東京大学大学院理学系研究科の北之園拓助教、小林修教授らの研究グループは、反応中に失活しても外部エネルギーを加えることなく、自発的に自己修復(注1)する触媒の開発に成功した。この革新的な触媒は、触媒科学における長年の夢であった「自己修復する触媒」を初めて実現するものである。 キラルルイス酸触媒(注2)は、その高い反応性と選択性制御能力から有機合成において重要な役割を果たしてきたが、金属イオンの加水分解による触媒劣化が課題であった。特に、高ルイス酸触媒は水分子との強い結合により加水分解のリスクが高く、安定性の向上が求められていた。
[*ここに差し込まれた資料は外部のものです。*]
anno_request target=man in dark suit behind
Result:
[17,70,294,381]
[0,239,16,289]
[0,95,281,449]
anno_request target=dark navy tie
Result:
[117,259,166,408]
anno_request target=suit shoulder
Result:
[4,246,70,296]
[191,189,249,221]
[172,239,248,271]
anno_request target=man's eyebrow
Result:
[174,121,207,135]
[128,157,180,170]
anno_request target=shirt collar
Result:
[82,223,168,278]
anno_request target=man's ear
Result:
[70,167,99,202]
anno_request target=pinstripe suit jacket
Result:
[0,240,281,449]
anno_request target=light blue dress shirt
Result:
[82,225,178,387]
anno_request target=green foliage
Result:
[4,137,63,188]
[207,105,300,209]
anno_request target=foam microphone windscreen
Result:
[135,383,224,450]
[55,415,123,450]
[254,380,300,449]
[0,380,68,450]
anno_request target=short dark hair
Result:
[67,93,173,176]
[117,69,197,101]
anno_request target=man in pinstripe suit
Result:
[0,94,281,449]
本研究では、双性イオン構造に基づく分子設計により、これらの課題を克服した。設計された触媒は理論的および実験的に高い安定性を示し、緩衝作用(注3)により塩基性条件下でも加水分解が抑制されることを明らかにした。

この自己修復機能と高活性、高選択性を併せ持つ触媒は、環境負荷の低減や高効率な合成プロセスへの貢献が期待される。さらに、この小分子戦略は、他の金属触媒反応にも応用できる可能性があり、触媒科学の新たな扉を開く成果として注目される。

発表内容

研究の背景
触媒技術は、排出ガスの浄化から化成品や医薬品の生産に至るまで、現代社会を支える不可欠な技術である。触媒の性能を評価する際には、「高活性」、「高選択性」、「長寿命」が重要な三要素とされている。このうち「長寿命」は、サステイナビリティ(持続可能性)の観点からも現代社会で極めて重要であり、近年、長寿命化を目指した触媒の開発競争が続いている。反応中に失活しても外部エネルギーを加えることなく自発的に自己修復する触媒があれば、理論的には半永久的な寿命を獲得できるが、これまでこのような触媒は実現されておらず、「夢の触媒」と考えられてきた。例えば、医薬品合成、高分子合成、機能性化学品の合成にしばしば用いられるキラルルイス酸は、有機化合物や水分子などに含まれる酸素、窒素、硫黄原子などのルイス塩基と反応することで失活し、触媒のターンオーバー数や選択性が低下する。一方、スカンジウムに代表される金属イオンのルイス酸性は水和状態で発揮されるため、この問題を解決するためには、活性と選択性を高水準で維持しつつ、加水分解などの触媒の劣化に対処する必要がある。小林教授、北之園助教らの研究グループでは、有機溶媒も界面活性剤も使わない有機合成アクアケミストリー(注4)に着目し、高活性と長寿命を両立した触媒開発に取り組んでいる。2年前に触媒の固定化(不溶化)技術と組み合わせることで加水分解の抑制を報告しているが、今回の研究では、より精緻な構造設計が必要となる小分子戦略に取り組んだ。

研究の内容
本研究では、高いルイス酸性を維持しつつ加水分解を抑制する手法として、キラルな分子骨格に対アニオンを結合させたアニオン性配位子を新たに設計した。金属のルイス酸性は対アニオンによっても左右される。金属イオンとの配位が弱いほどルイス酸性が高くなる一方、水和構造が安定になるため加水分解のリスクは高まる。そこで今回の設計では、双性イオン構造による安定性の向上と加水分解生成物の不安定化を利用し、加水分解の抑制を目指した(図1)。この緩衝作用は自己修復機能と捉えることができる。通常、自己修復には外部エネルギーの活用が必要であるが、今回の分子設計ではエネルギー供給を必要としない自発的なプロセスで進行する点が特徴である。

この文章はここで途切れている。